On pourrait nous dire : « Mais alors ce progrès que vous cherchez vous fait abandonner vos amis, vos proches. Êtes-vous certain que c’est un bien ? Il nous paraît au contraire un chemin vers la solitude, l’isolement et la tristesse. » Il ne s’agit pas du tout d’abandonner toute amitié. Il ne s’agit pas de refaire sa vie et d’oublier tout le passé. Il ne s’agit pas d’une sorte de vie d’ermite dédiée à la philosophie et au progrès personnel. Les stoïciens ont toujours dit à quel point la vie en communauté est essentielle, que le rôle du philosophe était dans la cité au milieu de ses concitoyens à qui il essayait de rendre service, et ils ont insisté sur combien l’amitié était l’une des plus grandes sources de joie dans ce monde. Il s’agit plutôt d’éviter les personnes qui sont une nuisance pour notre bien-être, ceux qui n’arrivent à ne dégager que le plus mauvais en nous, et d’essayer plutôt de côtoyer ceux qui vont nous rendre meilleurs et nous aident à progresser.

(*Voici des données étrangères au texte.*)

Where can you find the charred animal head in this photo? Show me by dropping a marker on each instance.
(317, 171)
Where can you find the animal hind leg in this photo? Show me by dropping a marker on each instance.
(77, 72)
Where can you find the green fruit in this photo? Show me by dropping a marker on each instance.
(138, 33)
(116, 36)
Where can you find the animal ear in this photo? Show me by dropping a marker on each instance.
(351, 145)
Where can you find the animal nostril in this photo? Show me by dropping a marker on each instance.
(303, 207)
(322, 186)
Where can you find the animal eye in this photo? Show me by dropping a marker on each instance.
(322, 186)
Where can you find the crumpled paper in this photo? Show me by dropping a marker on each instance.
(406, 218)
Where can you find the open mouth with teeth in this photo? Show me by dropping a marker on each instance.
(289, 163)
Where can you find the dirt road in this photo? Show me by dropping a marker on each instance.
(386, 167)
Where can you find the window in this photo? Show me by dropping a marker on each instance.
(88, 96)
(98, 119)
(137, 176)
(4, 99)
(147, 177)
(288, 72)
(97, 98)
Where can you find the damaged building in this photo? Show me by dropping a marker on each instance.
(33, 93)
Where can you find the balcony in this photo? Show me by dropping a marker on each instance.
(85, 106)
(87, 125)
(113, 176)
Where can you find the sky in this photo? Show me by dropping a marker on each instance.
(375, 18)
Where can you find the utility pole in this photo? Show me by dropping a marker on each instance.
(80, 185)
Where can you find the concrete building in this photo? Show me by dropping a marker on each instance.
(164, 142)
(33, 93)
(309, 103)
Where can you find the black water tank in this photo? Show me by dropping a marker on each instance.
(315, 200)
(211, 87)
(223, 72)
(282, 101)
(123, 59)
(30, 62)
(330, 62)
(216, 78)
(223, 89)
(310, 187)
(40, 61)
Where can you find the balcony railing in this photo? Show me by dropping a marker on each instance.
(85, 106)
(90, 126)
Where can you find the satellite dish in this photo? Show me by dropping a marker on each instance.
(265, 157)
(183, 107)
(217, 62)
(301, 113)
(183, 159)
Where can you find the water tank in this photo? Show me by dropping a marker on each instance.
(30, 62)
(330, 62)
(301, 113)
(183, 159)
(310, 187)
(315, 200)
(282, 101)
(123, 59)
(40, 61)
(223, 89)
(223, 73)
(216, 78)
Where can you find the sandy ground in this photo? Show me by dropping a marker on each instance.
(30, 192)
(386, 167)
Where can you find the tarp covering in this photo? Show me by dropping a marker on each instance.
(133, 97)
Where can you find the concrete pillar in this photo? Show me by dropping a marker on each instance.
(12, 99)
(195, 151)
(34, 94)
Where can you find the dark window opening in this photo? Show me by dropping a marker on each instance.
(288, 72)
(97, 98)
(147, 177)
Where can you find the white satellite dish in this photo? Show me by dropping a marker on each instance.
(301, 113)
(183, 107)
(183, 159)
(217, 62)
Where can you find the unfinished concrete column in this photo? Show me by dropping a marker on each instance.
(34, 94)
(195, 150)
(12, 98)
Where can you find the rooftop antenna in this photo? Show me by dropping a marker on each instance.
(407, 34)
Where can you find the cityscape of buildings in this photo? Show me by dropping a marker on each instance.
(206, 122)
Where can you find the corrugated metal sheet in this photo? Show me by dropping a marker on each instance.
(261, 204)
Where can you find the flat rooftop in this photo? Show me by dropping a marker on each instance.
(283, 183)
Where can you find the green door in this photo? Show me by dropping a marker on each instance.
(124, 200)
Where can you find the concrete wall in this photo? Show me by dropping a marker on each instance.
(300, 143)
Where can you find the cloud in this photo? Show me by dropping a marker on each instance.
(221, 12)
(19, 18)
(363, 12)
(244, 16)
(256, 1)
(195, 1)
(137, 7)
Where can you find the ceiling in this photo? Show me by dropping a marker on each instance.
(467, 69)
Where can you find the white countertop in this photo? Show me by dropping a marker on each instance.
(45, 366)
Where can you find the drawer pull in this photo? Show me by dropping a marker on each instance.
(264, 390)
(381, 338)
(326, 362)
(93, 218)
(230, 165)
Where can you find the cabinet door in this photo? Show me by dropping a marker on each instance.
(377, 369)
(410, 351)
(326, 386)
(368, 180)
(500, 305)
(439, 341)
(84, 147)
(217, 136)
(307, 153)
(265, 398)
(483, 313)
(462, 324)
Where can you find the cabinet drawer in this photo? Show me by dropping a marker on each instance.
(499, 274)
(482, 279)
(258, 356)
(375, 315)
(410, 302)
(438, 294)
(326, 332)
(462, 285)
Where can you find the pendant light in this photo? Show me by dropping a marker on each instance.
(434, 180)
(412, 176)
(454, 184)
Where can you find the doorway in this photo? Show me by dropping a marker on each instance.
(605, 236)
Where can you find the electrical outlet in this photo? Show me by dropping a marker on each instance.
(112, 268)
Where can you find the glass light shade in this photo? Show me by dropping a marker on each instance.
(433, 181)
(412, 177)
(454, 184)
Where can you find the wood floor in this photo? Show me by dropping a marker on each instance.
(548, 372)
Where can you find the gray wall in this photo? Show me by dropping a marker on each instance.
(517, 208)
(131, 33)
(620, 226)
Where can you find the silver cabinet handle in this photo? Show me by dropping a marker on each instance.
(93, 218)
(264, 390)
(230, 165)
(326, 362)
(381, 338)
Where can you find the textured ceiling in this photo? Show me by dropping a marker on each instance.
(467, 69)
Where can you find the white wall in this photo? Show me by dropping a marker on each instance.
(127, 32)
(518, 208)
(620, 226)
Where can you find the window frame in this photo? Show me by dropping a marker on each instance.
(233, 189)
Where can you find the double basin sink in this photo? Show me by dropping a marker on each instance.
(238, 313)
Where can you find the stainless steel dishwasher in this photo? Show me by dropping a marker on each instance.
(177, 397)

Parfois il n’est pas non plus difficile de perdre ces premiers amis. Quand ils nous verrons progresser, au lieu de nous encourager, ils seront les premiers à nous rabaisser et à nous dissuader de continuer sur notre chemin. Notre progrès leur montre leur misère, leurs défauts. Alors ces personnes que nous pensions être nos amis commenceront à avoir pour nous de la haine et de l’envie, passions tristes que nous voulons justement éviter. Il n’est pas difficile de perdre ces amis car ils nous rejetteront en premier. Il y a déjà deux milles ans, Épictète donnait un exemple qui pourrait être repris mot pour mot aujourd’hui2 : « Si tu ne bois plus, impossible de continuer à plaire à tes anciens compagnons de boisson ; choisis ce que tu préfères : leur plaire en buvant comme un trou ou être sobre et leur déplaire. »
Au final, sachons choisir nos amis et faisons très attention à qui nous laissons entrer dans nos vies. Entourons-nous de gens à qui nous voulons ressembler. Soyons proches de ceux qui peuvent nous apprendre la bonté, le courage, la volonté et la bienveillance.